For surveillance, they use several systems, including the slow-moving AC-130 gunship. The aircraft’s cannons, machine guns and night-sight capability are the perfect systems for locating and killing IED-placing insurgents.

A video we’ve seen shows an AC-130 crew spotting two men who converge in their vehicles on a stretch of isolated road in Iraq. The two look around, and then one carries a weapon into a field, methodically walking off into the distance. It would appear he is calibrating how far to place the IED so our soldiers cannot see it, but close enough so the bomb kills them. The man in the second vehicle follows the same procedure.

In the meantime, the gunship’s crew is describing what it sees and seeks permission to fire. A voice says, “Smoke ‘em.” Gunfire hits the first man, then the second. A third emerges from under one of the vehicles and is killed.

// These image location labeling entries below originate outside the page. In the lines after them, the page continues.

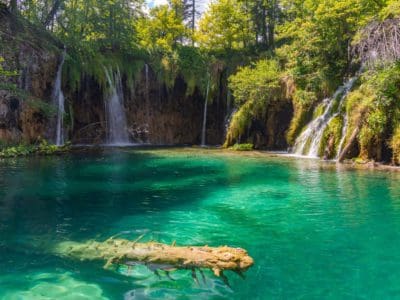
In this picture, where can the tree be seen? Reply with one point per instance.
(225, 26)
(163, 29)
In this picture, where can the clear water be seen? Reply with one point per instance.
(315, 231)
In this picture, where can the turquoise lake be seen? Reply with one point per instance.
(315, 231)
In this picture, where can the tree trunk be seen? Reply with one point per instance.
(13, 6)
(158, 256)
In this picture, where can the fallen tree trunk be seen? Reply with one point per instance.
(120, 251)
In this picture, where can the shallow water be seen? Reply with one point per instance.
(315, 231)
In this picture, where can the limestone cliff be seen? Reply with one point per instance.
(33, 54)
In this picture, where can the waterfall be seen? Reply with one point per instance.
(58, 100)
(204, 128)
(146, 67)
(313, 134)
(117, 133)
(344, 131)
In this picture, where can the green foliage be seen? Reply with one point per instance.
(242, 147)
(161, 30)
(374, 106)
(395, 145)
(20, 150)
(225, 26)
(44, 148)
(4, 72)
(253, 88)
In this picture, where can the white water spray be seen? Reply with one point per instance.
(117, 133)
(58, 100)
(204, 127)
(313, 134)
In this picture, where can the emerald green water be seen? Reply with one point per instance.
(315, 231)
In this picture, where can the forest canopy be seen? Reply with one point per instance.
(253, 45)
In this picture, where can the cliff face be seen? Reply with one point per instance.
(24, 96)
(155, 114)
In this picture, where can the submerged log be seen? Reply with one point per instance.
(121, 251)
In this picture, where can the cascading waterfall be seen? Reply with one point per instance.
(58, 100)
(146, 67)
(204, 127)
(344, 131)
(117, 133)
(313, 134)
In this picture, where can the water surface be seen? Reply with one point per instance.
(315, 231)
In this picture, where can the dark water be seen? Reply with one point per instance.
(315, 232)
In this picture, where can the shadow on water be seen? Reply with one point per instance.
(79, 195)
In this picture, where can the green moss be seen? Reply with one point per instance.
(44, 148)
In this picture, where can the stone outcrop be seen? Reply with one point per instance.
(24, 96)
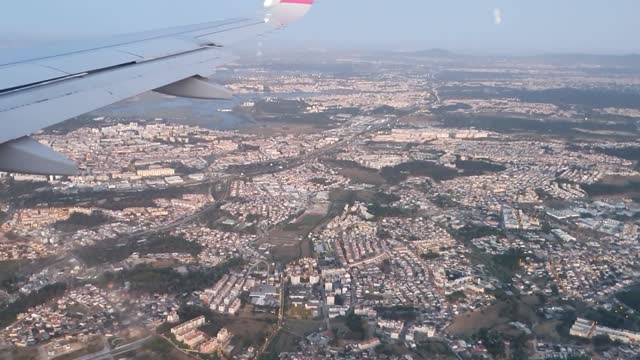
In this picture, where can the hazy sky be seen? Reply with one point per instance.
(489, 26)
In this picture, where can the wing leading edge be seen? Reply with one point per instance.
(42, 87)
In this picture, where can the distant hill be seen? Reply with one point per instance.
(435, 53)
(627, 61)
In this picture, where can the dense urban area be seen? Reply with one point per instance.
(421, 205)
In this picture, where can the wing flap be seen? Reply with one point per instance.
(28, 156)
(88, 61)
(157, 48)
(24, 74)
(27, 112)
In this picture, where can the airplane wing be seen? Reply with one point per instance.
(42, 87)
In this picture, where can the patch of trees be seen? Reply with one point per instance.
(9, 274)
(381, 211)
(576, 357)
(456, 296)
(431, 348)
(478, 167)
(146, 279)
(493, 341)
(612, 319)
(602, 189)
(431, 255)
(401, 172)
(321, 181)
(355, 323)
(19, 188)
(565, 128)
(9, 314)
(472, 231)
(280, 106)
(82, 221)
(449, 108)
(158, 244)
(631, 298)
(511, 260)
(407, 313)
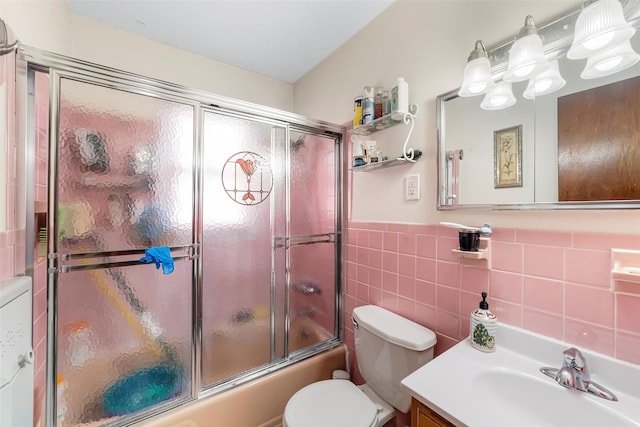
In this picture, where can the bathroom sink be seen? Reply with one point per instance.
(506, 387)
(513, 393)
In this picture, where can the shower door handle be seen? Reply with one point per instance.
(306, 239)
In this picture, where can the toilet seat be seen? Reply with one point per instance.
(330, 403)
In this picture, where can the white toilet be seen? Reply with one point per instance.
(388, 348)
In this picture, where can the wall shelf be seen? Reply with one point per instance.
(382, 123)
(625, 271)
(481, 258)
(480, 254)
(382, 165)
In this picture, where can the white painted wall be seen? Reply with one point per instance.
(49, 25)
(427, 43)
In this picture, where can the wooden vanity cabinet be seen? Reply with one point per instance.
(423, 416)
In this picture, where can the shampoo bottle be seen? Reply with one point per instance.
(400, 99)
(483, 328)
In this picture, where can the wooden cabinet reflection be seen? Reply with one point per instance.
(599, 143)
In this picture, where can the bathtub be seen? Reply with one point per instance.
(234, 349)
(259, 403)
(265, 396)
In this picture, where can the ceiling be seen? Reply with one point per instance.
(282, 39)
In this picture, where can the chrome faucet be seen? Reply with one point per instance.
(575, 374)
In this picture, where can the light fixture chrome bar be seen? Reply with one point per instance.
(556, 35)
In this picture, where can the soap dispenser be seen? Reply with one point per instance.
(483, 330)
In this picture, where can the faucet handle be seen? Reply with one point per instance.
(574, 359)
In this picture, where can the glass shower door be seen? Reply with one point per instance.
(243, 207)
(123, 183)
(313, 243)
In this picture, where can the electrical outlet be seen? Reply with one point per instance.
(412, 187)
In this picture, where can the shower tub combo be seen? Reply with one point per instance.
(239, 205)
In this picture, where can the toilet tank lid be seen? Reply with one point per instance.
(394, 328)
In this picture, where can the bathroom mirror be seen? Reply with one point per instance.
(473, 143)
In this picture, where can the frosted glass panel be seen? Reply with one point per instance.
(125, 181)
(125, 170)
(313, 175)
(240, 174)
(312, 296)
(312, 263)
(109, 349)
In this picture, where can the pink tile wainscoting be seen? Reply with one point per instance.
(553, 283)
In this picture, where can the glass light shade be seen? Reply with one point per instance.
(526, 58)
(501, 96)
(599, 27)
(477, 78)
(546, 82)
(610, 61)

Commanders have said the best way to defeat IEDs is to prevent their placement in the first place. IEDs are responsible for 80 percent of Army casualties.

ASAT silence

Sen. Jon Kyl gave a speech to the Heritage Foundation earlier this week and discussed the fallout from China’s Jan. 11 anti-satellite (ASAT) weapons test that killed a Chinese weather satellite using a kinetic missile warhead.

The Arizona Republican and veteran of the Senate intelligence committee said the Bush administration has the policy to conduct space defense of U.S. satellites but seems to lack the will.

“The question is whether we have the will to implement it,” he said.

“And some recent examples that I’ll cite here point to a flagging enthusiasm, I would put it, for space security,” Mr. Kyl said. “Look to the administration reaction to the Chinese ASAT test. Since the test was reported, there has been no public statement by the president or any Cabinet official, no mention during the State of the Union speech, no congressional hearings have yet been scheduled, no indication has come out of the Pentagon that the space budget is being in any way revisited. The State Department has provided no specific information about what our diplomats are or are not saying in response to the Chinese provocation.”

Mr. Kyl then noted a comment from a State Department spokesman, who questioned what China’s “intentions” were in the test.

“Why do we need to hear from the Chinese exactly what their intentions are?” Mr. Kyl asked. “What intention could possibly be behind the test, save for the capability to blow up satellites in space? Would the State Department believe any alternative explanation if it were given to it?”

White House National Security Council spokesman Gordon Johndroe confirmed that the administration decided on a low-profile response. “We’ve had Cabinet-level discussions with the Chinese on this that, we think, have been the best course of action,” he said.